Ever since coming into contact with HDR-loathing Steve Yedlin, Cullen Kelly’s discourse on HDR has become more and more detached from reality.
“As I just mentioned, the problem is that it’s very difficult to get a sense for what color space metric is required for me to deliver HDR to YouTube and what metadata has to be baked in, so that regardless of whatever flavor of HDR I master and can master here so that that’s going to reproduce one-to-one. That’s the first challenge, is even if I have an HDR master that I accurately mastered and that I can trust that what I was looking at was accurate, how do I actually get that to travel. There doesn’t seem to really be a solution to that for HDR for platforms like YouTube.”
Nothing could be further from the truth. It’s really not that complicated, Kelly. Workflows for delivery to YouTube are well-established.
“If I flip you in between my SDR and my HDR rendering of your image and I show you what I think the HDR should be, you’re not going to see much change, really. What you’re going to see is some little twinkles and sparkles come to life.”
In other words, highlights are being robotically lifted in post just to give the image a slight sheen for no reason other than that the colorist thinks that’s what’s expected of them and not because they’re essential to the story.
“There was a really vocal school of thought for a while with HDR that actually felt that HDR meant that the image should be brighter like if you want to call it the exposure of the image, the way that the display rendered the like the display exposure of the image should actually go up because that’s cool for some reason. I feel like no one is really arguing that anymore. I haven’t heard that argument in a while and I’m glad because it’s a dopey argument but that was a whole school of thought like, ‘oh the image itself should be brighter’, and that was some of my first exposure to HDR is people saying you got to check out HDR, it lets you make your image brighter and me looking at the brighter image and going cool, that looks terrible.”
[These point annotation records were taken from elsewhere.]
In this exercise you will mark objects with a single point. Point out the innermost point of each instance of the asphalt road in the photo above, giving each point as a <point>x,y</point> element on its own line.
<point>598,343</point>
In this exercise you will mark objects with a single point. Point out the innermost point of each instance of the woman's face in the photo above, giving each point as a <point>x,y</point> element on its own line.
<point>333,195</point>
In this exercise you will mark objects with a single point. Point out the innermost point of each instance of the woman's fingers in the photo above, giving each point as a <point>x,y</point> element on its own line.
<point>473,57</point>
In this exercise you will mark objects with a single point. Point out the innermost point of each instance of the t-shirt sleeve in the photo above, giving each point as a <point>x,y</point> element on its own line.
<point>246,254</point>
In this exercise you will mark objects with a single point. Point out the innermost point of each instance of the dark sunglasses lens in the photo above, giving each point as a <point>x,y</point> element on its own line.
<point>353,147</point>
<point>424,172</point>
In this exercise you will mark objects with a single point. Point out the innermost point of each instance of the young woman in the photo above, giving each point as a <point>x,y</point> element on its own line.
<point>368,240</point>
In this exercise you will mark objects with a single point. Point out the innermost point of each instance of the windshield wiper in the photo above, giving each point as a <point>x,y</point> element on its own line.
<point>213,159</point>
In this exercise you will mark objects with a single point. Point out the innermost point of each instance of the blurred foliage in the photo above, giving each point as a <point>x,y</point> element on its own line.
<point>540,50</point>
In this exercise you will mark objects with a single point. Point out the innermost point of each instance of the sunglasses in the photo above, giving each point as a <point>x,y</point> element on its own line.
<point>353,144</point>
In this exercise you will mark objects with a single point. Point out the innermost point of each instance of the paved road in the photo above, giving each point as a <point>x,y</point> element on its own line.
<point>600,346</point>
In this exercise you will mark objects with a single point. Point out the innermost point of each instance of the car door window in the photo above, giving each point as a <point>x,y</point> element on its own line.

That is categorically false. There never was any such school of thought except in Kelly’s fevered imagination. No one has ever argued that HDR is about making the entire image brighter. We can’t recall a single instance of any cinematographer, producer, ASC technical committee member, DIT, movie reviewer, industry consultant, researcher, tech evangelist, SMPTE member, manufacturer, director, movie studio, post production house, color scientist, colorist or influencer who has ever uttered such an absurd and ridiculous thing. If there ever was such a school of thought, then surely Kelly can provide some documentation.